Веретенов прижимался к сыновнему телу, принимал в себя его движения, дыхание. Это он, Веретенов, был в той машине, взрезал гусеницами склон, просовывал в бойницу грохочущий ствол автомата, срезал с седла орущего беззвучно наездника и потом, ужасаясь, проезжал мимо трупа. Он, отец, делил с сыном ужас, делил потрясение. Брал на себя свою долю. И горевал, изумлялся: неужели это он, его Петя, который плакал над обмороженным воробьем – принес его с мороза домой, отогревал, сыпал хлеб, ставил блюдечко с теплой водой, а потом, когда птица погибла, лежала вверх скрюченными когтистыми лапками, – долго беззвучно рыдал, упав лицом на подушку.
– И еще я тебе расскажу… Я сдружился с одним парнем, с Митрофановым Славой. Еще в «учебке». Наши койки стояли рядом. Он был весь такой маленький, чистенький. Точеный какой-то… Однажды мы поехали к ручью за водой. Когда он наполнял водой флягу, в него выстрелил снайпер. Пуля попала в грудь. Он еще немного жил у меня на руках. Мы мчались на «бээмпэшке» по трассе. Я поддерживал его голову, чтоб не билась о железо, и видел, как он умирает. Лицо становилось алюминиевым, серым. Мне было жалко, больно, страшно, и еще я испытывал какое-то недоумение. Мне было непонятно, почему все так примитивно устроено. Выстрел, пуля, рана в груди – и все… Мне кажется, когда я вернусь и буду встречаться с людьми, я всегда буду спрашивать, что они делали в то утро, когда мы шли к ручью за водой. Что делали в это утро люди? Почему они не были вместе с нами у того ручья? Где они были, если с нами их не было? И я буду к ним очень суров! Не прощу им, что они не были с нами!

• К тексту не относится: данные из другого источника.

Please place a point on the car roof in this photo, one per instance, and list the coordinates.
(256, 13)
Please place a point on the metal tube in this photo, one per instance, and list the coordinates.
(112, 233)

Веретенов чувствовал, как напряглось тело сына. Вспомнил, как купали его с женой в те первые его месяцы. Как плескался он в ванночке, выбрасывал на сарафан жены целые водопады и розовая ткань сарафана тяжелела, прилипала к ногам, а сын таращил восхищенно глаза, весь в улыбке. Пытался вспомнить, что делал он сам, Веретенов, когда выстрелил снайпер. Просто спал поздним московским сном после вечеринки с друзьями? Или уже был на этюдах, любовался усадьбой в Архангельском? Или выходил от возлюбленной, опустошенный и вялый, ловил у Таганки такси? Что он делал, отец, когда сын держал на руках голову друга, трясся на гремучем железе?
– Но ты, папа, зря себя укоряешь. В чем твоя вина? Наоборот, я так часто тебя вспоминаю. Тебя и маму. То время, когда мы жили все вместе. Дружно, счастливо. Это я вспоминаю. Это мне в помощь. Это меня спасает. И знаешь, что особенно часто я вспоминаю? Сказать тебе, папа?